Elle me regardait sans broncher, comme si elle comprenait.

— Tu es adorable, Lidia. Et moi je suis un crétin de ne pas t’avoir remarquée plus tôt. Je pourrais tomber amoureux de toi et te pourrir l’existence. Quand cette histoire sera finie, si la proposition tient toujours, et je ne parle pas du voyage, mais de toi, je me déciderai peut-être. Mais pas maintenant. Maintenant, je ne recule pas d’une case sur l’échiquier, je ne jette plus les dés, je ne demande plus de cartes ; je m’en tiens à ce que j’ai, et advienne que pourra.

— Nicolás…

— Non, c’est décidé, je ne changerai pas d’avis. Pas cette fois. En outre…

— Nico…

— Ça a l’air con, mais il faut bien que je me décide un jour à dire je reste ici et voyons ce qui se passe…

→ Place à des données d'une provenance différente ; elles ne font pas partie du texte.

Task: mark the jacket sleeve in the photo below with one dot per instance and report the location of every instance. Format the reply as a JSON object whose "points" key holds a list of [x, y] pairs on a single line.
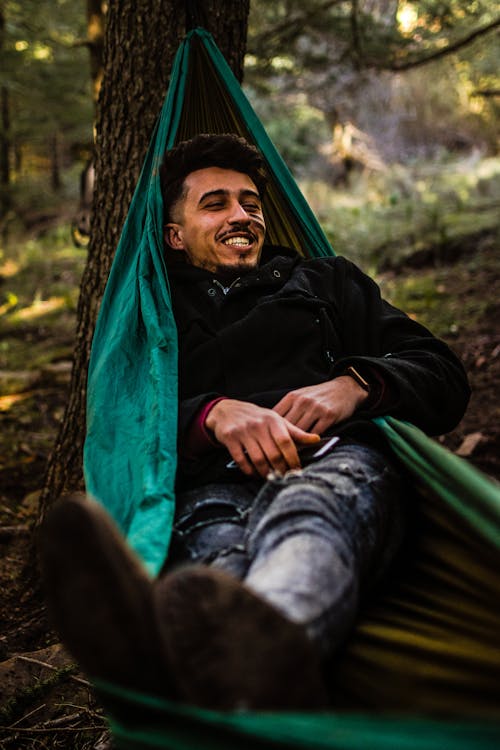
{"points": [[426, 379]]}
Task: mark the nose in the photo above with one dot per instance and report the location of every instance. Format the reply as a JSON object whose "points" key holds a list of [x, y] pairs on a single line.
{"points": [[238, 215]]}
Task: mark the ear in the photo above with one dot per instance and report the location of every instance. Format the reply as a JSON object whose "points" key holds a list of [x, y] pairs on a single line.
{"points": [[172, 234]]}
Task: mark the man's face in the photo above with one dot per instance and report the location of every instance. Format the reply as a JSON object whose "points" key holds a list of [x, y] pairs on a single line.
{"points": [[219, 222]]}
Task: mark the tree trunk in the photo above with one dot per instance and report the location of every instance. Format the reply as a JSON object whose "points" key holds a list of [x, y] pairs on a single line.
{"points": [[141, 40]]}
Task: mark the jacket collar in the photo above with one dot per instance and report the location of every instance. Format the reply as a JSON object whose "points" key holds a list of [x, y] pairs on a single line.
{"points": [[275, 265]]}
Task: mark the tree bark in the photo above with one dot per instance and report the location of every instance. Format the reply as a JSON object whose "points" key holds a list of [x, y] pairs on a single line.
{"points": [[140, 43]]}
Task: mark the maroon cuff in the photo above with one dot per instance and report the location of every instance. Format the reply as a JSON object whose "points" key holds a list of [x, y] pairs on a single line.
{"points": [[199, 439]]}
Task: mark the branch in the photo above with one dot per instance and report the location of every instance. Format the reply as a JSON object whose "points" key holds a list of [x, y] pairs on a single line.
{"points": [[445, 50], [295, 23], [486, 92]]}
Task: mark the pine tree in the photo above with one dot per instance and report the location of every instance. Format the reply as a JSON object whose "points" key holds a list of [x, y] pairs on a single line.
{"points": [[141, 40]]}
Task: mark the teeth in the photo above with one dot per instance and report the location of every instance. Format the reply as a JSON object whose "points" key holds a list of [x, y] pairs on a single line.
{"points": [[240, 241]]}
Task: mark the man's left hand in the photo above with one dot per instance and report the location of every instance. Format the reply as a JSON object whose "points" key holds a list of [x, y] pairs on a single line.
{"points": [[315, 408]]}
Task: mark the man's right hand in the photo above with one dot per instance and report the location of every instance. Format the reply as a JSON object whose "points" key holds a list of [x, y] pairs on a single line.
{"points": [[258, 439]]}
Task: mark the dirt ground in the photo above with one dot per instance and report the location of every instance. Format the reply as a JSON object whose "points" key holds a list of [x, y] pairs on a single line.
{"points": [[30, 415]]}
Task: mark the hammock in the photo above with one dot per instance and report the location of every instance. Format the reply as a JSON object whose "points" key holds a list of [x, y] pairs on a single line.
{"points": [[422, 668]]}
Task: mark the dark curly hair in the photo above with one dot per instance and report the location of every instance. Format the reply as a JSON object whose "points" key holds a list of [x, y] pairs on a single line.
{"points": [[227, 151]]}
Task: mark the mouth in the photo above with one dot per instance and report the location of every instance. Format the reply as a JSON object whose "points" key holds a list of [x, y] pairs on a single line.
{"points": [[239, 240]]}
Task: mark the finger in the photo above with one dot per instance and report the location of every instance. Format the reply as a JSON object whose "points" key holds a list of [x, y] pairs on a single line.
{"points": [[240, 456], [284, 405], [301, 436], [289, 457], [258, 458]]}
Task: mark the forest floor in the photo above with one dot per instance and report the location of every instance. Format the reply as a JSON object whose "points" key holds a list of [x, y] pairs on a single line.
{"points": [[45, 702]]}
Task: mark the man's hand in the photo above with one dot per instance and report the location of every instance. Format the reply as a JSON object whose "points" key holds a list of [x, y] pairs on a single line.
{"points": [[258, 439], [318, 407]]}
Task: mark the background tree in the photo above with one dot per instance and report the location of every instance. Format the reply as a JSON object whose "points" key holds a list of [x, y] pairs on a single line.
{"points": [[391, 79], [46, 108], [140, 42]]}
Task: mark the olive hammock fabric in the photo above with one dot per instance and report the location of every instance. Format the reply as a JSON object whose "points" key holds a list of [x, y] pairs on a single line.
{"points": [[426, 651]]}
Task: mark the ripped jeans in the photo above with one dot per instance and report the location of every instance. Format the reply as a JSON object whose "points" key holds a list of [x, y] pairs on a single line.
{"points": [[310, 542]]}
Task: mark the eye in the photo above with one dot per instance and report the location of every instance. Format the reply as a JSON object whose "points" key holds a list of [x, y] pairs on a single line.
{"points": [[251, 207]]}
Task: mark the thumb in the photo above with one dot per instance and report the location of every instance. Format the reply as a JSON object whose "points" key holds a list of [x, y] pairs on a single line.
{"points": [[300, 436]]}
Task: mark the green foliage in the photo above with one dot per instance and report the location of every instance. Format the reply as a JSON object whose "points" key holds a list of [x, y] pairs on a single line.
{"points": [[386, 217], [381, 67], [45, 77]]}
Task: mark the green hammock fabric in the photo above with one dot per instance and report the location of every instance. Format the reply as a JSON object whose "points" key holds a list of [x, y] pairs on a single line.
{"points": [[429, 644]]}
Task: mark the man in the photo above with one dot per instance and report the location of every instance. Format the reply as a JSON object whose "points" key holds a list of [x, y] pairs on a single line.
{"points": [[286, 534]]}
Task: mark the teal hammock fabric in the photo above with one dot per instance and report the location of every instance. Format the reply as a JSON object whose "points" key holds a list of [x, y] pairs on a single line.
{"points": [[430, 644]]}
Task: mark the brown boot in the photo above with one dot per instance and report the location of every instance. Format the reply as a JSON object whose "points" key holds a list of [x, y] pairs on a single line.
{"points": [[229, 649], [100, 598]]}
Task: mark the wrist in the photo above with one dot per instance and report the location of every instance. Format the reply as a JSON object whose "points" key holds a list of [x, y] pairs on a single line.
{"points": [[210, 418]]}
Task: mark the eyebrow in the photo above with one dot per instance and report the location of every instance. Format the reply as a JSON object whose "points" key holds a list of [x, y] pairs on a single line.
{"points": [[222, 192]]}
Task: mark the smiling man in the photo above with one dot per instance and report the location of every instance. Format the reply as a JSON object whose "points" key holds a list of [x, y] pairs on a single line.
{"points": [[289, 505]]}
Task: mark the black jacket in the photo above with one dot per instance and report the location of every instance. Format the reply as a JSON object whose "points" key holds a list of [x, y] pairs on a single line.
{"points": [[294, 322]]}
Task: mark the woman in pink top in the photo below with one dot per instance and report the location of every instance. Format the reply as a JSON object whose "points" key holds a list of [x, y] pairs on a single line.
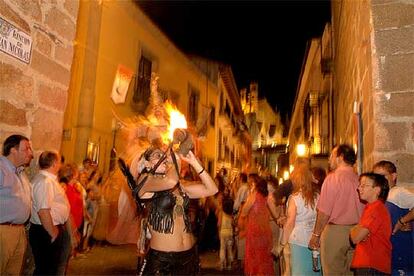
{"points": [[258, 257]]}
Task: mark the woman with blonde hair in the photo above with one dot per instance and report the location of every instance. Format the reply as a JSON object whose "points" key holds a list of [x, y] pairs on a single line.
{"points": [[301, 217]]}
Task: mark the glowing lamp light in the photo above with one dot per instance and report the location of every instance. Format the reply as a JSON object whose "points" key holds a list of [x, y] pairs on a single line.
{"points": [[285, 175], [301, 150]]}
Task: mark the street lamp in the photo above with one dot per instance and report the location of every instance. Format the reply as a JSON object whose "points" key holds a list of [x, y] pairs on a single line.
{"points": [[301, 150]]}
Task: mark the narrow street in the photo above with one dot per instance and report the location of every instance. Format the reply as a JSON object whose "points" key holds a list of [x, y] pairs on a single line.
{"points": [[121, 260]]}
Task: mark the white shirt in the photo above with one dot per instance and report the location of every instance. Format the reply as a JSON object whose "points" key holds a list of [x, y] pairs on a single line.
{"points": [[401, 197], [48, 194], [304, 221], [241, 196]]}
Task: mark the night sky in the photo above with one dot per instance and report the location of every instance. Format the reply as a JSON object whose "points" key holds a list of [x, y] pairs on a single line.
{"points": [[263, 41]]}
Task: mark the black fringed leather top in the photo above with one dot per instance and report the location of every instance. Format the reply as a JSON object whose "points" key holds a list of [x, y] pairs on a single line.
{"points": [[165, 206]]}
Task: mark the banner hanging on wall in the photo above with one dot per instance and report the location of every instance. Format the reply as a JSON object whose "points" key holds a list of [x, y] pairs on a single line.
{"points": [[15, 42], [121, 84]]}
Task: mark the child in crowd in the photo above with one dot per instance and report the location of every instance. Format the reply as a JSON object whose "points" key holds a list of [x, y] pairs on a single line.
{"points": [[372, 234], [90, 217]]}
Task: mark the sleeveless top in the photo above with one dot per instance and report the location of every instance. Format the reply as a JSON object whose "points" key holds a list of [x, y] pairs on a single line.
{"points": [[165, 206], [304, 221]]}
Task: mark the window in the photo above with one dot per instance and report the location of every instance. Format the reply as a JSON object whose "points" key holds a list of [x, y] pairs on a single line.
{"points": [[194, 96], [212, 116], [143, 81]]}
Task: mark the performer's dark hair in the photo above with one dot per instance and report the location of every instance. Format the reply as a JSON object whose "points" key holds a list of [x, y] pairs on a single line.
{"points": [[12, 141]]}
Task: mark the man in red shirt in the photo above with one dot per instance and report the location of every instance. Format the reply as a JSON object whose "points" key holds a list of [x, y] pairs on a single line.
{"points": [[373, 232]]}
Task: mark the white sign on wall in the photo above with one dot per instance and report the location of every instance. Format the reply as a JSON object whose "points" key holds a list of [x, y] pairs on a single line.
{"points": [[121, 84], [15, 42]]}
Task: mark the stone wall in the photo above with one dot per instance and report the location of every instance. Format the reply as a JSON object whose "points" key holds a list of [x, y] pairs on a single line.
{"points": [[374, 66], [33, 96], [352, 72], [393, 85]]}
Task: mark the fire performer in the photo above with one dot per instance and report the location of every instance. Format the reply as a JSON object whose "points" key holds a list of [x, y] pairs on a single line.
{"points": [[172, 249]]}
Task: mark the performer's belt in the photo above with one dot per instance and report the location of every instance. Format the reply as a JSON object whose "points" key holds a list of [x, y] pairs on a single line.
{"points": [[11, 224], [332, 223]]}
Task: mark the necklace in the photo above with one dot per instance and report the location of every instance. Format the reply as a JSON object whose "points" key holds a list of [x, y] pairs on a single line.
{"points": [[178, 208]]}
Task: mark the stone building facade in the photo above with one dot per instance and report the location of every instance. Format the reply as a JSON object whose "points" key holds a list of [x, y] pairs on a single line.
{"points": [[373, 44], [114, 34], [363, 66], [311, 122], [265, 128], [33, 95]]}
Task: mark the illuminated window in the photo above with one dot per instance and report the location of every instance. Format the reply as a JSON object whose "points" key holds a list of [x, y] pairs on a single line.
{"points": [[194, 96], [143, 81]]}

Elle plaqua la main sur ma bouche :

— Je suis bien d’accord, Nicolás. Je comprends et je suis d’accord.

J’étais un peu vexé qu’elle n’insiste pas davantage, mais je ne le lui dis pas. Ses doigts traînaient sur mes lèvres et l’un d’eux glissa même dans ma bouche.

— Tu viens ce soir ne pas dormir avec moi ?

Je dis oui d’un signe de tête.

C’est alors que je la vis.

Derrière les vitres, Noelia me regarda un instant et tourna la tête. Elle portait la robe rouge que j’avais vue sur la photo, qui flotta quand elle se sauva en courant.